Police and Society in Brazil by Riccio Vicente Skogan Wesley G
Author:Riccio, Vicente,Skogan, Wesley G.
Language: eng
Format: epub
Publisher: Taylor & Francis (CAM)
But shifting control of Operation Mandacaru to the NADS also resulted in pushback by the Federal Police. They argued that, with their more efficient use of resources, in operations costing 85,000 reais (44 thousand dollars), they had eradicated more plants using fewer agents. The NADS alleged in return that the Federal Police had also received funding from the U.S. Drug Enforcement Administration for purchasing equipment and reimbursing other police agencies (Isto é 1999). In Operation Mandacaru, the NADS did not have American support.
The plan had been that following Operation Mandacaru, responsibility for plantation eradication would pass to the state of Pernambuco. The federal government did transfer equipment and money to the state, but the Federal Police continued to take the lead in drug eradication campaigns, and they continue to do so until this day. They claimed that the NADS did not actually have the powers of the police, and that coordination of eradication actions by this “civilian” secretariat would be unconstitutional. The ensuing controversy led to the fall of several Justice Ministers, and it was finally resolved by a decree of the president limiting the powers of NADS. NADS lost its police-like roles and retreated from coordinating and directing direct eradication operations.
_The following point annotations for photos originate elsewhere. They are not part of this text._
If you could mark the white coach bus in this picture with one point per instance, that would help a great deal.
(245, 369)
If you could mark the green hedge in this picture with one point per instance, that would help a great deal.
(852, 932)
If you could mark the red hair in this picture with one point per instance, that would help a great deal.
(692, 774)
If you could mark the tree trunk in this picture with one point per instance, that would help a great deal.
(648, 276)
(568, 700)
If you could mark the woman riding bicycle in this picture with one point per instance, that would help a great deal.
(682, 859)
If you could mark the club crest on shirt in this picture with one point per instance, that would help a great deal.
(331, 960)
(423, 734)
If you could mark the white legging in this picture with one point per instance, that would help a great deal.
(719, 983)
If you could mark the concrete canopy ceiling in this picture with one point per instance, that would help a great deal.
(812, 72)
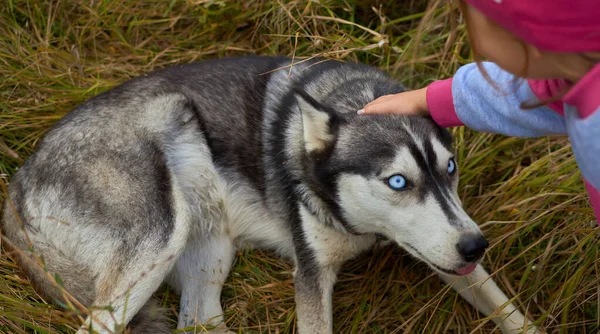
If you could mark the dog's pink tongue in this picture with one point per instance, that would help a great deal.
(466, 270)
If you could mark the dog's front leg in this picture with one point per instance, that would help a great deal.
(314, 288)
(482, 292)
(200, 274)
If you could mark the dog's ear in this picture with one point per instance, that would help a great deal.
(319, 123)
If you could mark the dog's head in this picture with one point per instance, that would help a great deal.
(395, 176)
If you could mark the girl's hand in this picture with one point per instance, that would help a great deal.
(407, 103)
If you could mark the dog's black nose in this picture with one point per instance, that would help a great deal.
(471, 249)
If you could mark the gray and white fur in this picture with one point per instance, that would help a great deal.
(163, 178)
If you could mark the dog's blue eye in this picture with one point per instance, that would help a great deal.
(451, 166)
(397, 182)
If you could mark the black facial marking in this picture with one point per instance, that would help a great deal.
(432, 178)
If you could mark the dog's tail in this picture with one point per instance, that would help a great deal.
(151, 319)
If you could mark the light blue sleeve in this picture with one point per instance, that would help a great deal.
(485, 108)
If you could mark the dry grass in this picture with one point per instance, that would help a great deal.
(527, 194)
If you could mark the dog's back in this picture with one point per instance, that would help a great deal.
(111, 176)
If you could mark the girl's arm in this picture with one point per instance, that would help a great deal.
(469, 99)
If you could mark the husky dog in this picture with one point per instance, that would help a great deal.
(161, 179)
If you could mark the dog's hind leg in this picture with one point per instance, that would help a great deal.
(201, 272)
(480, 290)
(137, 272)
(122, 293)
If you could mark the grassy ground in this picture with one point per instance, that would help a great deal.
(527, 194)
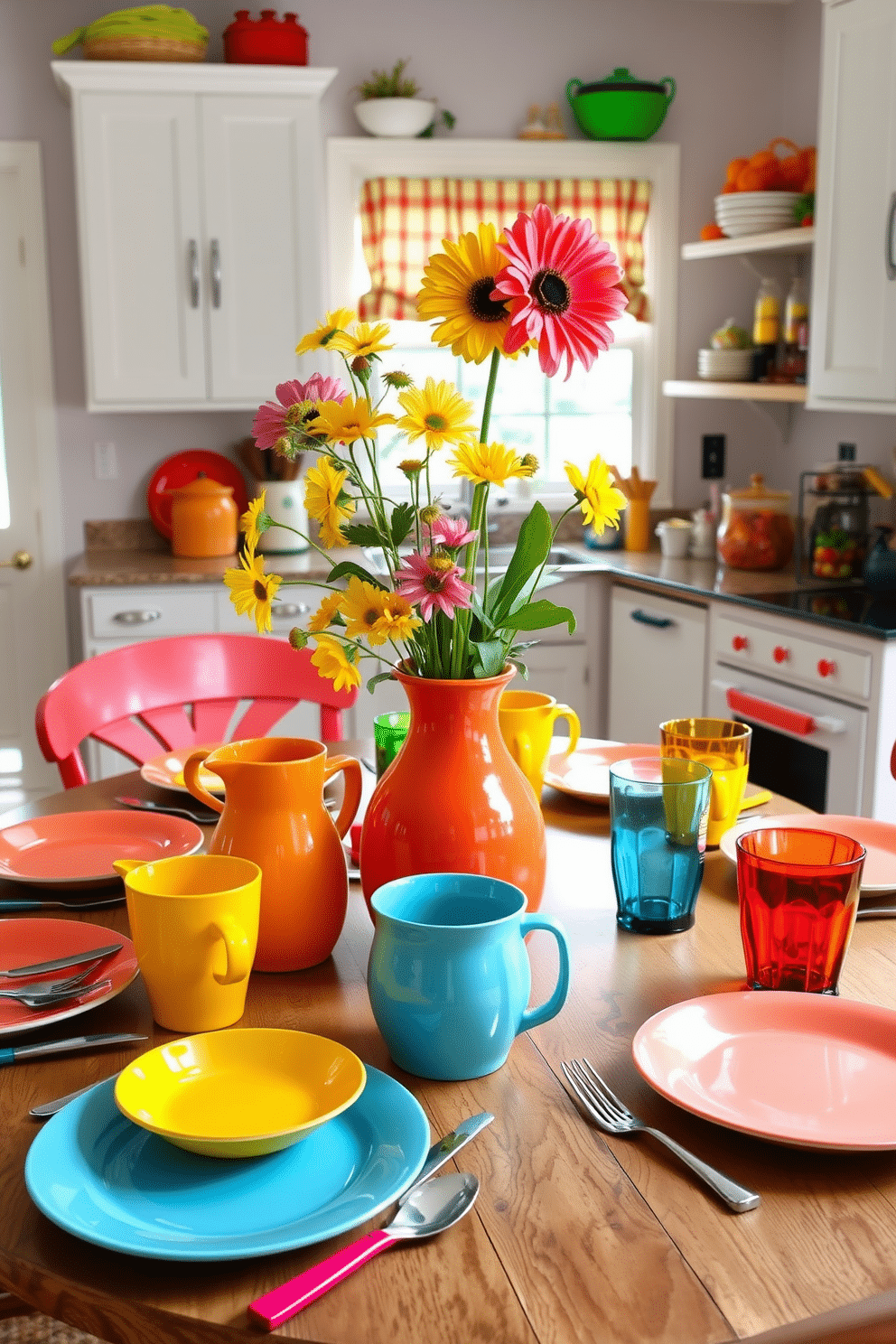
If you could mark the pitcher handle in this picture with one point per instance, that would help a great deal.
(535, 1016)
(191, 779)
(352, 796)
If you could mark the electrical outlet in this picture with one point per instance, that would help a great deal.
(105, 462)
(714, 457)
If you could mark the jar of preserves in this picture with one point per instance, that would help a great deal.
(757, 531)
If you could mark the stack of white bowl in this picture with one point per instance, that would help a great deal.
(725, 366)
(742, 212)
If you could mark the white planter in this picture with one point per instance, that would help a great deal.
(285, 501)
(395, 117)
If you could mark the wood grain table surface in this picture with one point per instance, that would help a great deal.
(575, 1237)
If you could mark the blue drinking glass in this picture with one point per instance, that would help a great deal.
(658, 815)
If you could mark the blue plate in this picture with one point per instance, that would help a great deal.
(101, 1178)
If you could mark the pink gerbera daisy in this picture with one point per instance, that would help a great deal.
(562, 281)
(295, 402)
(433, 581)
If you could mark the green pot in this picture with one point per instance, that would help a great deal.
(621, 107)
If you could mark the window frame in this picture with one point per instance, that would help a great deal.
(352, 160)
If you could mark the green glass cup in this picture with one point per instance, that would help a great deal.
(390, 732)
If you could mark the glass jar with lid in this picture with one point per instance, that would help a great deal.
(757, 531)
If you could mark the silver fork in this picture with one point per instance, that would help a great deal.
(606, 1110)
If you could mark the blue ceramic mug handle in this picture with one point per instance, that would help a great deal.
(535, 1016)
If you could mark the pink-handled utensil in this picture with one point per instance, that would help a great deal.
(432, 1209)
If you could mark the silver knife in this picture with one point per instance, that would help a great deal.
(448, 1147)
(13, 1054)
(62, 963)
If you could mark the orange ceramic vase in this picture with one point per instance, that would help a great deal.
(275, 815)
(454, 800)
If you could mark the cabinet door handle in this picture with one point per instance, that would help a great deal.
(661, 622)
(192, 259)
(215, 272)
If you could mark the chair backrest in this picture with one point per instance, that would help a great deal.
(181, 693)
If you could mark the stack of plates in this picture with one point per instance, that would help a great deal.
(742, 212)
(725, 366)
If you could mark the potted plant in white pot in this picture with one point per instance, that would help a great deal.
(391, 105)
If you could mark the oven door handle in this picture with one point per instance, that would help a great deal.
(778, 715)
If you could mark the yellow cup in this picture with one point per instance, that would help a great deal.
(724, 746)
(193, 924)
(527, 721)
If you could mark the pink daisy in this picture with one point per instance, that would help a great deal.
(562, 281)
(273, 421)
(433, 581)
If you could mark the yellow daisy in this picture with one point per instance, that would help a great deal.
(435, 413)
(330, 335)
(347, 421)
(325, 613)
(327, 501)
(490, 462)
(251, 590)
(598, 496)
(332, 661)
(457, 288)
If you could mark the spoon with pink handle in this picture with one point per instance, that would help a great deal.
(435, 1206)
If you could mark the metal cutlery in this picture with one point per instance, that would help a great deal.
(610, 1115)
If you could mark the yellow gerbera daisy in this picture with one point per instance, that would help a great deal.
(251, 590)
(332, 661)
(598, 496)
(347, 421)
(435, 413)
(330, 335)
(488, 462)
(325, 613)
(457, 288)
(327, 501)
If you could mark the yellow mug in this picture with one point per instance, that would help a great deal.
(724, 746)
(527, 721)
(193, 922)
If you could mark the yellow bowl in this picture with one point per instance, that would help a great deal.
(239, 1093)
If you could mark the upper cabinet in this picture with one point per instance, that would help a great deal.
(852, 359)
(201, 198)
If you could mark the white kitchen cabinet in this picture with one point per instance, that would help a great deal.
(199, 220)
(852, 363)
(658, 663)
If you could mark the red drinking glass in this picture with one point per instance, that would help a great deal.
(798, 892)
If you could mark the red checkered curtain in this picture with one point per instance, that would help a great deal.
(405, 219)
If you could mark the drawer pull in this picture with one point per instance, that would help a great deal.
(143, 616)
(661, 622)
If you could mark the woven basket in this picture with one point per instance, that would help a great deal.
(143, 49)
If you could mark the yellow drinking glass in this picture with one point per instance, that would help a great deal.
(527, 721)
(724, 746)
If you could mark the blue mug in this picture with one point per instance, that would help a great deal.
(449, 975)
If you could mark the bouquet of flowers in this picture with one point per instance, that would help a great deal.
(547, 283)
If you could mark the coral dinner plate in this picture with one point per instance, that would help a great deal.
(807, 1070)
(24, 942)
(79, 848)
(879, 837)
(586, 773)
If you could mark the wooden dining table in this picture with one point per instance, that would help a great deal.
(575, 1236)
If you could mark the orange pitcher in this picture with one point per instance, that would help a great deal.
(275, 815)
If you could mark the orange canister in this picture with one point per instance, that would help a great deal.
(204, 520)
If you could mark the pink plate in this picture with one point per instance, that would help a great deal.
(879, 837)
(586, 771)
(79, 848)
(27, 941)
(807, 1070)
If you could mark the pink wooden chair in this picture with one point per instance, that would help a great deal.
(181, 693)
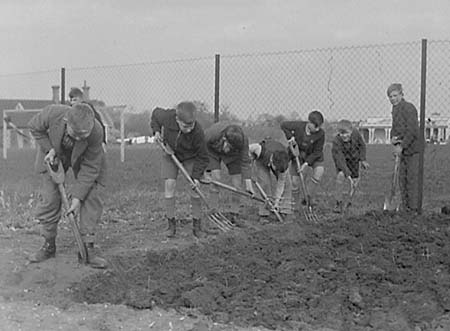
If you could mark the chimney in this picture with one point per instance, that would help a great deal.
(86, 88)
(55, 97)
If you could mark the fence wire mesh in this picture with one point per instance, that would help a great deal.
(262, 90)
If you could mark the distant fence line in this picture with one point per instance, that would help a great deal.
(343, 82)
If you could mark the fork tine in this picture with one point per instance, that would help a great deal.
(220, 224)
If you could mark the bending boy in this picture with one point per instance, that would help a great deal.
(349, 153)
(179, 129)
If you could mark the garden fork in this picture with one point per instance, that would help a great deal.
(56, 172)
(268, 201)
(308, 211)
(213, 215)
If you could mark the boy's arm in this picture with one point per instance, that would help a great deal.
(281, 182)
(317, 150)
(156, 120)
(254, 151)
(202, 157)
(246, 162)
(39, 126)
(290, 128)
(90, 167)
(339, 158)
(362, 147)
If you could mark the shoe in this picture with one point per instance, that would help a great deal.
(47, 251)
(338, 208)
(172, 228)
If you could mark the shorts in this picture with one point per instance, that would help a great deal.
(353, 166)
(169, 169)
(232, 162)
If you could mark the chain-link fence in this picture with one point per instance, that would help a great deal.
(261, 90)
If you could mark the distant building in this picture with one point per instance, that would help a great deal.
(377, 130)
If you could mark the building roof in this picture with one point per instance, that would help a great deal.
(26, 104)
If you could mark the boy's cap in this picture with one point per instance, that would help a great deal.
(344, 126)
(80, 118)
(75, 92)
(186, 112)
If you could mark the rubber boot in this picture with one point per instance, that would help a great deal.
(172, 228)
(47, 251)
(197, 228)
(338, 207)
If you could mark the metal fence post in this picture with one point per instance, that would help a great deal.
(63, 86)
(216, 88)
(423, 81)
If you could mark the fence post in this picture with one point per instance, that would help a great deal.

In 2011, it was folded into the Justice Ministry and given a policy-advising role in support of actions by other agencies in drug use prevention. The Federal Police continues to coordinate significant eradication operations around four times a year, still coinciding with harvest times. Control of operations in the São Francisco Valley have been decentralized to a local branch of the Federal Police in the region, rather than being centralized in Brasilia.
Most recently, it appears that continued enforcement efforts have changed the character of the drug business there. Important gangs have been broken up, and the size of plantations has gone down, with a reduced quantity of cannabis now being grown in many but smaller operations. An officer we interviewed in the area reported that enforcement operations have become more effective when they are guided by satellite photographs, which identify in advance the location of farms. Enforcement has pushed production from the mainland bordering the São Francisco River out onto islands in the river itself, where smaller plantations are to be found. In compensation, producers have been employing more fertilizer in order to enhance their harvests.
Police officer: Today, few plantations are encountered on “the continent” (on the riverbank). And another thing which is also interesting is that the farms have diminished in size. They prefer to plant a small farm here, plant another smaller one there. It is difficult to find a plantation of forty thousand plants, which we had already considered to be a big farm. This year we only managed to find one big farm, of more than forty thousand plants. You asked me how the calculation is made. What happens generally is that in each hole (we call them holes), they plant from 3 to 4 plants of marijuana, right? Previously we made the following calculation, 3 marijuana plants generates about 1 kilo of marijuana at the time.